AA17mtHk.img?w=768&h=432&m=6&x=155&y=263

ADIYAMAN, Türkiye — Cumartesi günü Türkiye'de hükümetin Pazartesi günkü yıkıcı depreme yavaş tepki vermesine ve eleştirmenlerin kalitesiz inşaat dediği şeye yönelik öfkesi kabarırken, hükümet ülkenin dört bir yanında inşaat müteahhitlerini tutuklamaya başladı. ölü sayısı 21.000'in üzerinde.

Türkiye Adalet Bakanlığı'nın depremden etkilenen 10 ilde 100'den fazla kişinin gözaltına alındığı ve Türkiye Adalet Bakanlığı'nın bu illerdeki yetkililere "Deprem Suçlarını Araştırma Birimleri" kurma talimatı verdiği bildirildi. Ayrıca, 1999'daki benzer bir felaketten sonra yürürlüğe giren mevcut yönetmeliklere uymayan binaların çökmesinden tüm "inşaatçılar ve sorumlular" hakkında suç duyurusunda bulunmaları için savcılar atamalarını istedi.
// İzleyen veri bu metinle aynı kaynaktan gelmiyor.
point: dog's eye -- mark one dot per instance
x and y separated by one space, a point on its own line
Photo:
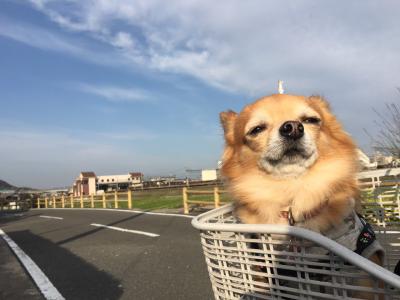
311 120
257 129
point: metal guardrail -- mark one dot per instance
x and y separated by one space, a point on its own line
106 200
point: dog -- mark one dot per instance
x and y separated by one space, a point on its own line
287 160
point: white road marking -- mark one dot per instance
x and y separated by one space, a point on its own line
51 217
48 290
126 230
122 210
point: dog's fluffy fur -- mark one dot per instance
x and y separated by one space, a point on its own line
267 174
AA17myA3.img?w=768&h=432&m=6&x=332&y=122

Tutuklamalar, Türk devletinin depremde hemşerilerinin ölümüne katkıda bulunmuş olabilecek kişileri tespit edip cezalandırma yolundaki ilk adımları oldu. Deprem bölgesinin dört bir yanında bölge sakinleri, karlarını büyütmek için köşeleri kestiren yolsuz inşaatçılar olduğunu söyledikleri şeylere ve hükümetin yeni yasalara uymayan apartman kompleksleri inşa eden inşaatçılara "af" vermesine öfkelerini dile getirdiler.

AA17mkD6.img?w=768&h=432&m=6

Antakya'nın Saraykent Mahallesi'nde yeni inşa edilen 14 katlı ve 90 daireli lüks bir binanın kendi üzerine çökmesi nedeniyle mahalle sakinleri kalitesiz işçiliğe işaret etti.

Adını vermeyi reddeden bir adam, kurtarıcıların çalışmasını izlerken binanın yanında durarak, "Beton kum gibi," dedi. "Çok hızlı inşa edildi."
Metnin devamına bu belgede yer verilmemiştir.